Rock textures observed via thin section are skewed from their true 3D nature. This is due to a variety of cut effects—artifacts that are introduced due to the lower dimensional nature of the thin section relative to the rock. Typically, these methods invert crystal shape and crystal size, but with each process performed separately and in sequence. With the ongoing adoption of electron backscatter diffraction (EBSD) by petrologists, an additional data stream has now become available: the 3D orientation of 2D grain sections. For EBSD analysis, no stereological corrections are typically applied for interpreting the data. In this study, we test whether this orientational information is also skewed due to a fabric cut effect. We test this by numerically generating synthetic crystal datasets representative of a number of crystal shapes and population sizes.
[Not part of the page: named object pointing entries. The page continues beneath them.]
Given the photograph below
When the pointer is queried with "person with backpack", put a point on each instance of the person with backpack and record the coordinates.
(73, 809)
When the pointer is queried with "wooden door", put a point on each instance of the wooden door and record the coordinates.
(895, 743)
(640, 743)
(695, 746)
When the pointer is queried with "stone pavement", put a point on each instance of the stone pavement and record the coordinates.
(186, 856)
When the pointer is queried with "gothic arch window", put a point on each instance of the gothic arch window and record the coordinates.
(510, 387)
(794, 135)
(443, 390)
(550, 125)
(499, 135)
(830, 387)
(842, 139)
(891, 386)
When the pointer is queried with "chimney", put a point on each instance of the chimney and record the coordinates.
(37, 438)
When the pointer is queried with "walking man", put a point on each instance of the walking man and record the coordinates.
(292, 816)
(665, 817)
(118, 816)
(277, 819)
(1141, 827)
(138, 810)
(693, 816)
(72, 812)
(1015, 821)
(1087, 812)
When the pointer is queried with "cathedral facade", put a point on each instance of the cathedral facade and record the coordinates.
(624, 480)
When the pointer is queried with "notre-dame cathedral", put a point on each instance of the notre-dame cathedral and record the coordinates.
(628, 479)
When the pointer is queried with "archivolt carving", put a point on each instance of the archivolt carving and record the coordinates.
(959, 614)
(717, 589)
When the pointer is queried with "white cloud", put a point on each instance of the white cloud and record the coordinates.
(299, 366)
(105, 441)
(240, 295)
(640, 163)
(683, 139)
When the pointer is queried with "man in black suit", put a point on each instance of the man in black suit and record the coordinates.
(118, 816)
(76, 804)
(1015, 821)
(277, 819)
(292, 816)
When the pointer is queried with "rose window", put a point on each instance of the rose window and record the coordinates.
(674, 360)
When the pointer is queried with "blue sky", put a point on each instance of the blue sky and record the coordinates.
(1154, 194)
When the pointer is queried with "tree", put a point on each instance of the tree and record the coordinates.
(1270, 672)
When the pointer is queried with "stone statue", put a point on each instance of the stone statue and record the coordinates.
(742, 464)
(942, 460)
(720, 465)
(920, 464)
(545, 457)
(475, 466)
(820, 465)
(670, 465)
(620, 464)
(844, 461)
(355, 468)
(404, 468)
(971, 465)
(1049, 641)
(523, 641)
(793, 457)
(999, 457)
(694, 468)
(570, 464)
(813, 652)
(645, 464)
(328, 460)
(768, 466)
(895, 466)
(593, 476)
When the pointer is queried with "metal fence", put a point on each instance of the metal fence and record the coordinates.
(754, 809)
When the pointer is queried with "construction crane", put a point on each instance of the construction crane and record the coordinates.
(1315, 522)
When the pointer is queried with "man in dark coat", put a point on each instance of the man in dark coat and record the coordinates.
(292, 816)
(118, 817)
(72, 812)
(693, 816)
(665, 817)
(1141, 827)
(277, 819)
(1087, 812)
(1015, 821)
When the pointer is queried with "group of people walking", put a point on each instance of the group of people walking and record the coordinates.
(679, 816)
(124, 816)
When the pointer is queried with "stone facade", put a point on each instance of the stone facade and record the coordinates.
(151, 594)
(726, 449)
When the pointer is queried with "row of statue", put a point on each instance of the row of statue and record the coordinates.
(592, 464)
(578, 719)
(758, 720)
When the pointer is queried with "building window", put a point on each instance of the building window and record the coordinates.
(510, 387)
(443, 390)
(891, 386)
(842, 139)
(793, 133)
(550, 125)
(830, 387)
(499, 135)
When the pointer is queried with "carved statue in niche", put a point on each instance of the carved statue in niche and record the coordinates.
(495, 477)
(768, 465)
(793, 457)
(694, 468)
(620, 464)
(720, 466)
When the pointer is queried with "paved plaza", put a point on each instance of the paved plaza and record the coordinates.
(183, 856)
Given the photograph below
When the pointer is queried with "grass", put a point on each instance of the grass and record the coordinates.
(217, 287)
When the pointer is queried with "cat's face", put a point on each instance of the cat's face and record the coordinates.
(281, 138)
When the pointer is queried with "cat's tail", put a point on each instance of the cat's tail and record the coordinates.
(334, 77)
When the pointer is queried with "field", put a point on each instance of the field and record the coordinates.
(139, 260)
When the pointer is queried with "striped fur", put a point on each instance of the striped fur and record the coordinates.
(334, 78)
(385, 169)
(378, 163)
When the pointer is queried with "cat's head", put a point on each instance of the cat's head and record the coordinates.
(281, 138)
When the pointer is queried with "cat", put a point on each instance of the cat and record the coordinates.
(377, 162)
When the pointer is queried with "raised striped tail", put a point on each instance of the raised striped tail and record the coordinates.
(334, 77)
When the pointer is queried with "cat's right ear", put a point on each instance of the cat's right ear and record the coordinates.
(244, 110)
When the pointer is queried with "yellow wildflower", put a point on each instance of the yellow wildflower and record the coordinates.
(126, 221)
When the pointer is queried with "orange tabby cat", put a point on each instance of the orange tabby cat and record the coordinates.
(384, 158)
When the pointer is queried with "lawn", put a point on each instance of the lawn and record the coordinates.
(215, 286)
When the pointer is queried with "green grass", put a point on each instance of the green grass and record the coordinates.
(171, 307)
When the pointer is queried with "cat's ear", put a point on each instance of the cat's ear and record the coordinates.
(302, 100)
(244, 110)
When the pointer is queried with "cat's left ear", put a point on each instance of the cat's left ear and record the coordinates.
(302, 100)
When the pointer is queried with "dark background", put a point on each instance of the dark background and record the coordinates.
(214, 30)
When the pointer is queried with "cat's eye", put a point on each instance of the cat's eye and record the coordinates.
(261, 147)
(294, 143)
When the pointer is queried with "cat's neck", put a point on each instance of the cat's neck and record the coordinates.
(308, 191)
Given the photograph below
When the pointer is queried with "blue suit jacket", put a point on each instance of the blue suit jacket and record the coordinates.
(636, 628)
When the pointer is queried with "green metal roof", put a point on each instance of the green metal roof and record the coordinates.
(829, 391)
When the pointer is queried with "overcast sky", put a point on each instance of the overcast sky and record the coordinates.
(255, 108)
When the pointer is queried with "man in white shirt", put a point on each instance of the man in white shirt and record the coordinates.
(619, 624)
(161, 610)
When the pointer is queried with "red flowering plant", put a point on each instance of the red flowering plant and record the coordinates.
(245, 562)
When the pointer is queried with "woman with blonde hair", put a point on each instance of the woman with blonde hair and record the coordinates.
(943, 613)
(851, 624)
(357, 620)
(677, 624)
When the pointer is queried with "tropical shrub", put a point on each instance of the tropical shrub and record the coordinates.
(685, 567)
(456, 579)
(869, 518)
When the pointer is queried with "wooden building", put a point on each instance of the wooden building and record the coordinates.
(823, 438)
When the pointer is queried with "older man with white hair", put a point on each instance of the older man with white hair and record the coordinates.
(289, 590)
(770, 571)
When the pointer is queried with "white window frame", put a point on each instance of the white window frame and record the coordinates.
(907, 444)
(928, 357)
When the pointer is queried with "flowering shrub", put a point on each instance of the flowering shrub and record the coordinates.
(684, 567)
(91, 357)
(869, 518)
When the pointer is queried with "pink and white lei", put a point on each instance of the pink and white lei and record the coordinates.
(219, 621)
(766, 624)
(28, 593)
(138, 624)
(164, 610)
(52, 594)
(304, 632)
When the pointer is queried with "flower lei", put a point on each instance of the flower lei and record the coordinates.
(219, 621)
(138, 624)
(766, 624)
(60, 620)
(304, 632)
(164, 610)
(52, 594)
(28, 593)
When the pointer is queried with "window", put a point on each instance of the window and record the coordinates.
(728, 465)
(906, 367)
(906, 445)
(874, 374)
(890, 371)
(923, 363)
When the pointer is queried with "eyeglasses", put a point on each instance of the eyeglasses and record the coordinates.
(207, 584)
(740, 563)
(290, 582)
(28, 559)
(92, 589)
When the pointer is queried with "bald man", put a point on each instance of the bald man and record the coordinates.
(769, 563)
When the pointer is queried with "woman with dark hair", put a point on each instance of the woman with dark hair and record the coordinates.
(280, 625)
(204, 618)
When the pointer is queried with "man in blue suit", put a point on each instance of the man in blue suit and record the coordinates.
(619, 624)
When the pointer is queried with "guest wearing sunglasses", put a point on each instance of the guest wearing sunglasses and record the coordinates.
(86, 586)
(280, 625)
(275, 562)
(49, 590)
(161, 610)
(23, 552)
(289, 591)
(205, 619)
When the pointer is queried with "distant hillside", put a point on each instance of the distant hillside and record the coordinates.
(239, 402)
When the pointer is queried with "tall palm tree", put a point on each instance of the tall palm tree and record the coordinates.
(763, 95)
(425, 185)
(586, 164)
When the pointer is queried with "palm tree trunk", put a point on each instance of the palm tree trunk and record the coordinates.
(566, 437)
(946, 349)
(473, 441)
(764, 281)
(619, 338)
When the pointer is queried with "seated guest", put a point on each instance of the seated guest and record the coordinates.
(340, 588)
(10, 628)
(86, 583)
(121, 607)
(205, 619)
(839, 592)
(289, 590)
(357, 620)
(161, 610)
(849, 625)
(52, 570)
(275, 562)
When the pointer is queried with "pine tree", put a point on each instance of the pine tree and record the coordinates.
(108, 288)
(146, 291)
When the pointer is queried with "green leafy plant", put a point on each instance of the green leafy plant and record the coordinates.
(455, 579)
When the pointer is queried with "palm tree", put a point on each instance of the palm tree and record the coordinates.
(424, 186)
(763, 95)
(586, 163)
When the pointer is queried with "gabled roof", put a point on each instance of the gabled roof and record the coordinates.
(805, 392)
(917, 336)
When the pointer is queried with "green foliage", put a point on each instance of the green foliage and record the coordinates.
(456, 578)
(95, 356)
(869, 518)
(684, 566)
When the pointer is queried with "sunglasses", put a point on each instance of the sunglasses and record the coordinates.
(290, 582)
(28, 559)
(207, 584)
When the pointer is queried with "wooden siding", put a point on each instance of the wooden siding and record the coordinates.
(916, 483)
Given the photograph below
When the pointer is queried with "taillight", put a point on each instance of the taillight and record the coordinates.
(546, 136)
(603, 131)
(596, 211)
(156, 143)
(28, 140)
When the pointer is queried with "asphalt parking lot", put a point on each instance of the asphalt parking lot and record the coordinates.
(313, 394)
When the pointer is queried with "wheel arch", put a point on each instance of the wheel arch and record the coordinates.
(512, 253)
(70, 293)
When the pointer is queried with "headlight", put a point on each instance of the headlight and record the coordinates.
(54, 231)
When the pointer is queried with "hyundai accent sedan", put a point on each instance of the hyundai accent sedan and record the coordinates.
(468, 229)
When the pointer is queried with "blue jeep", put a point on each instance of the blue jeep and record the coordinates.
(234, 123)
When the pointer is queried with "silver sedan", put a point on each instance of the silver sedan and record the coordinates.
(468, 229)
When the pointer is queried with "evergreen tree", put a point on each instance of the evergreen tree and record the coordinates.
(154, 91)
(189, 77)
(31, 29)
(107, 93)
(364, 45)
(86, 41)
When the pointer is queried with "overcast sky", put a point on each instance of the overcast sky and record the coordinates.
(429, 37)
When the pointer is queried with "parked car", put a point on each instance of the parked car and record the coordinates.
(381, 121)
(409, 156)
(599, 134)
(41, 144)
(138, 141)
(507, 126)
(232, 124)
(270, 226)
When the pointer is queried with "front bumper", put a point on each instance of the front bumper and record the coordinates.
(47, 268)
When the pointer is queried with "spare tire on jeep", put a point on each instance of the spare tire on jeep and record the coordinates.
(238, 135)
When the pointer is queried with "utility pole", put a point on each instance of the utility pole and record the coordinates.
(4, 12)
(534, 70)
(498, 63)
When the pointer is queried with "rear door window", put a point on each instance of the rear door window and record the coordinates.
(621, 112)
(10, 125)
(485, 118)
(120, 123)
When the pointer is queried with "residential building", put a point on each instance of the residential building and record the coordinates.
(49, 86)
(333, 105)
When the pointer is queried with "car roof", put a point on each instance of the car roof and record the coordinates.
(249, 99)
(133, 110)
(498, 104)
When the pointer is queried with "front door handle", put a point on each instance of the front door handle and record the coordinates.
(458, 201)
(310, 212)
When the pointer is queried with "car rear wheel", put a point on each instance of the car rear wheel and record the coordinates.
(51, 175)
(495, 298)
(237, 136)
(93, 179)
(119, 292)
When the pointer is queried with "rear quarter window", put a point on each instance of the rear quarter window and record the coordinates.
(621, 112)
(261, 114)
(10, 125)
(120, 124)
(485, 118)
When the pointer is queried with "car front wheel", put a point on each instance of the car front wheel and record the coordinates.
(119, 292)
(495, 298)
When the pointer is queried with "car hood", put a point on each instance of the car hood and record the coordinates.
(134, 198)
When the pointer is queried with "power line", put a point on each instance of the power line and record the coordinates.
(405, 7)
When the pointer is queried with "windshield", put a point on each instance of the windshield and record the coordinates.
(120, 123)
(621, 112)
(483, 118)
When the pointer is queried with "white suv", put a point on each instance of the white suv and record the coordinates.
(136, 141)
We find that EBSD orientational data does have a fabric cut effect since crystals oriented with long axes perpendicular to the thin section are more likely to be sampled compared to those with long axes oriented parallel to it. This effect needs to be accounted for to accurately interpret the true 3D fabric. Towards this end, we develop a method of inverting cut fabrics which provides robust error estimations and show its accuracy using a range of synthetic examples. When applied to natural samples, which are inherently more complex than the simplified, synthetic samples, we find that the inversion process does not always produce geologically plausible results. To more faithfully correct for the different cut effects, we argue that the stereological inversion process should not be performed separately or sequentially, as is commonly done at present. Instead, we need a new textural toolkit framework to correct for crystal shape, size, and orientation simultaneously with accurate uncertainty estimates.